Técnicas retrospectivas de Leonardo Benevolo

Leonardo Benevolo é mais conhecido por seus grandes (em todos os sentidos) trabalhos historiográficos. Mas um dos mais influentes no ambiente de projeto do espaço construído é uma enxuta coletânea de artigos independentes, publicada no Brasil sob título A cidade e o arquiteto.

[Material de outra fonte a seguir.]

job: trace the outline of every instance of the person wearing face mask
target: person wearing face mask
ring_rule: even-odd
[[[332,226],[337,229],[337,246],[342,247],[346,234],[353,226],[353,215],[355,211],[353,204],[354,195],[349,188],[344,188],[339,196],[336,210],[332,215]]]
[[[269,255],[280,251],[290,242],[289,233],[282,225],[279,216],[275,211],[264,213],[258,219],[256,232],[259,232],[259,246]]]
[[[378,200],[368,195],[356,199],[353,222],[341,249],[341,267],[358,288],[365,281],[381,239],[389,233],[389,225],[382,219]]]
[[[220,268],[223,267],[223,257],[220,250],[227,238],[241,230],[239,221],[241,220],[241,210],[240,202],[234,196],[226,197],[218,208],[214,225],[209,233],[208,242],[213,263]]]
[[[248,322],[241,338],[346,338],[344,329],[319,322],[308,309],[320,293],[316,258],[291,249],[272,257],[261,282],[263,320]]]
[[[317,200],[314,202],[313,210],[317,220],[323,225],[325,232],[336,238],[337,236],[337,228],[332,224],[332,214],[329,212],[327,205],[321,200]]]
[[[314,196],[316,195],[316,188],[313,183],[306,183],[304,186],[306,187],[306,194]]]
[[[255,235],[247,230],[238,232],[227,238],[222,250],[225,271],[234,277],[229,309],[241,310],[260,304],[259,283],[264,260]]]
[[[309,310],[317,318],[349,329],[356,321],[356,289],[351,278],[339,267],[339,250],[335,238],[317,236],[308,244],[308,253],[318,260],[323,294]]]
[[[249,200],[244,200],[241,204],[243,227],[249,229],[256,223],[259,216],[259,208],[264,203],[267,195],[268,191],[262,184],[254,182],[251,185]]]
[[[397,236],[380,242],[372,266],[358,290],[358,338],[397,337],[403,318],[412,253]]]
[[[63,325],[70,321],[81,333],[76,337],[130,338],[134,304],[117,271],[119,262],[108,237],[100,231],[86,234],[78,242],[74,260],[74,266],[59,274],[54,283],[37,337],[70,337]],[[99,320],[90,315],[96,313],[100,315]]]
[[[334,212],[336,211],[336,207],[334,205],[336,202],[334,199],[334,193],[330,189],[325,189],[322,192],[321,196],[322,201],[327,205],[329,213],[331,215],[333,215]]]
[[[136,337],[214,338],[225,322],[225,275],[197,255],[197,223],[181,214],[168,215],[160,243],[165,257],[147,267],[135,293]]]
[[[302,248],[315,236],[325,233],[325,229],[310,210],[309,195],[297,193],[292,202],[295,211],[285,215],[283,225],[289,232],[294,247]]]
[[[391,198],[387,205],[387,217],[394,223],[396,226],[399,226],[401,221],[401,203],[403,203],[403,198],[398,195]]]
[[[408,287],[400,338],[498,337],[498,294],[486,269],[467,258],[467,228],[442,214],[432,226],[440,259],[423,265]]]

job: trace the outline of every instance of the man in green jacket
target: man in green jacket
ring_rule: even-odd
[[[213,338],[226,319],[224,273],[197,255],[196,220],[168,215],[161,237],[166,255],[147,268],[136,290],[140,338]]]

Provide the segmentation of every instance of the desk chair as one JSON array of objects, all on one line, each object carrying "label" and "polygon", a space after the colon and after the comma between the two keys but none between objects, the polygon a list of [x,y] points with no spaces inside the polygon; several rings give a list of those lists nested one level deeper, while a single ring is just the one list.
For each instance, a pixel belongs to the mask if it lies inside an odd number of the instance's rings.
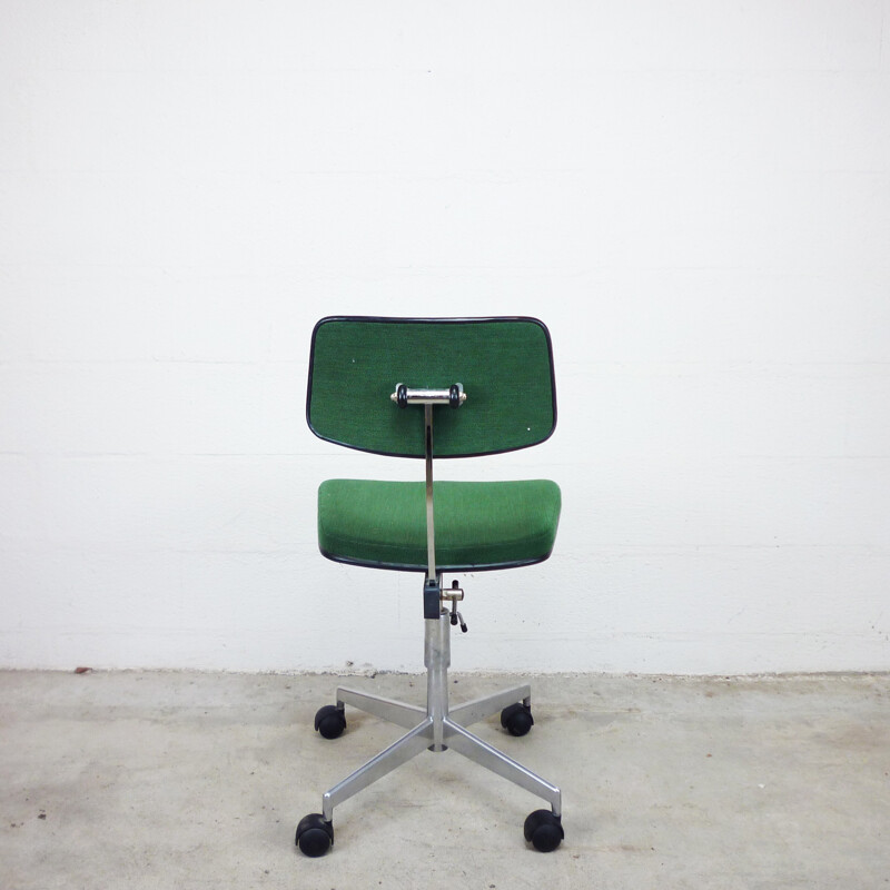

Apesar da publicação nacional datar de 2014, a maioria dos textos foi originalmente redigida nas décadas de 1970 e 1980, o que exige algum filtro crítico do leitor. Ainda assim, vale reproduzir aqui um dos trechos que mais influenciou aquilo que hoje se conhece como técnicas retrospectivas:

  1. O patrimônio construído a ser preservado não é um conjunto de artefatos homogêneos e independentes entre si, mas um sistema de artefatos heterogêneos ligados entre si. Conformam o ambiente de épocas passadas, com o qual perdemos o contato espontâneo habitual.
  2. Este sistema de artefatos será tanto mais precioso quanto mais for vivenciado cotidianamente pelas pessoas e coletividades de hoje. Isso inclui objetos isolados que perderam o seu uso originário, ainda que sejam vivenciados apenas em museus ou nos monumentos urbanos.
  3. O repertório de métodos para a conservação moderna abrange uma gama de diferentes formas de intervenção, as quais devem ser avaliadas com a abordagem empírica da arquitetura moderna:
    • Reconstituição [1]: objetivo de consolidar um artefato, garantir sua duração, tolher alterações inadmissíveis, subtraí-lo à injúria do tempo, subordinando a este objetivo ou eliminando todo o uso moderno.
    • Restauração: obras de consolidação do artefato e eliminação de modificações incompatíveis. A diferença aqui é que são introduzidas modificações compatíveis com sua estrutura imaginária, de forma a proporcionar um uso moderno igual ou análogo ao antigo.
    • Reestruturação: obras de transformação do artefato, conservando algumas partes, substituir ou acrescentar outras de forma a permitir maior variedade de usos modernos, ainda que não correspondam aos antigos.
    • Reconstrução: quando o original foi destruído e se deseja a substituição por uma réplica, seja individual ou correspondente a um conjunto.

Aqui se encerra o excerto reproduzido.